Ein blauer Bleistift liegt auf einigen blauen Blättern Papier. Davor liegen Vergissmeinnicht. © Gedichte_photocase_margie

Blühende Worte: Gedichte, die den Frühling lebendig machen

Stand: 11.03.2025 10:36 Uhr

Wenn die Temperaturen steigen und die Pflanzenwelt sich regt, dann stellen sich auch Frühlingsgefühle ein. Viele Poetinnen und Poeten haben dem Frühling ein Gedicht gewidmet. Eine Auswahl finden Sie auf dieser Seite.

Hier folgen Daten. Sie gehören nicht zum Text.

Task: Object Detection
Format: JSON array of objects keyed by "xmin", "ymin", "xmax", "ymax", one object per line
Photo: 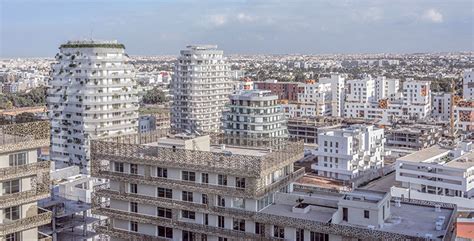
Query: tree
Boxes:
[{"xmin": 142, "ymin": 87, "xmax": 166, "ymax": 104}]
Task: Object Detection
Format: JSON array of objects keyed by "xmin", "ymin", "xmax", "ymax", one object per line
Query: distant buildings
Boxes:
[
  {"xmin": 171, "ymin": 45, "xmax": 232, "ymax": 134},
  {"xmin": 311, "ymin": 125, "xmax": 386, "ymax": 180},
  {"xmin": 392, "ymin": 142, "xmax": 474, "ymax": 209},
  {"xmin": 47, "ymin": 41, "xmax": 138, "ymax": 173}
]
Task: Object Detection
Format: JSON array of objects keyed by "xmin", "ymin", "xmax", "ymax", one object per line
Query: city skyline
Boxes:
[{"xmin": 0, "ymin": 0, "xmax": 474, "ymax": 58}]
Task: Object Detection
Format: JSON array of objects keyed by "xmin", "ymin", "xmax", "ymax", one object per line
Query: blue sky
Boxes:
[{"xmin": 0, "ymin": 0, "xmax": 474, "ymax": 57}]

Der meteorologische Frühlingsbeginn war bereits am 1. März und so langsam naht auch der kalendarische Frühlingsbeginn (20. März). Vor allem die Romantiker würdigten das Aufblühen der Natur in ihrer Poesie. Gedichte wie Eduard von Mörikes "Er ist's" mit der berühmten ersten Zeile "Frühling lässt sein blaues Band" sind tief im kollektiven Gedächtnis verankert. Doch nicht nur die Romantiker verehrten den Frühling.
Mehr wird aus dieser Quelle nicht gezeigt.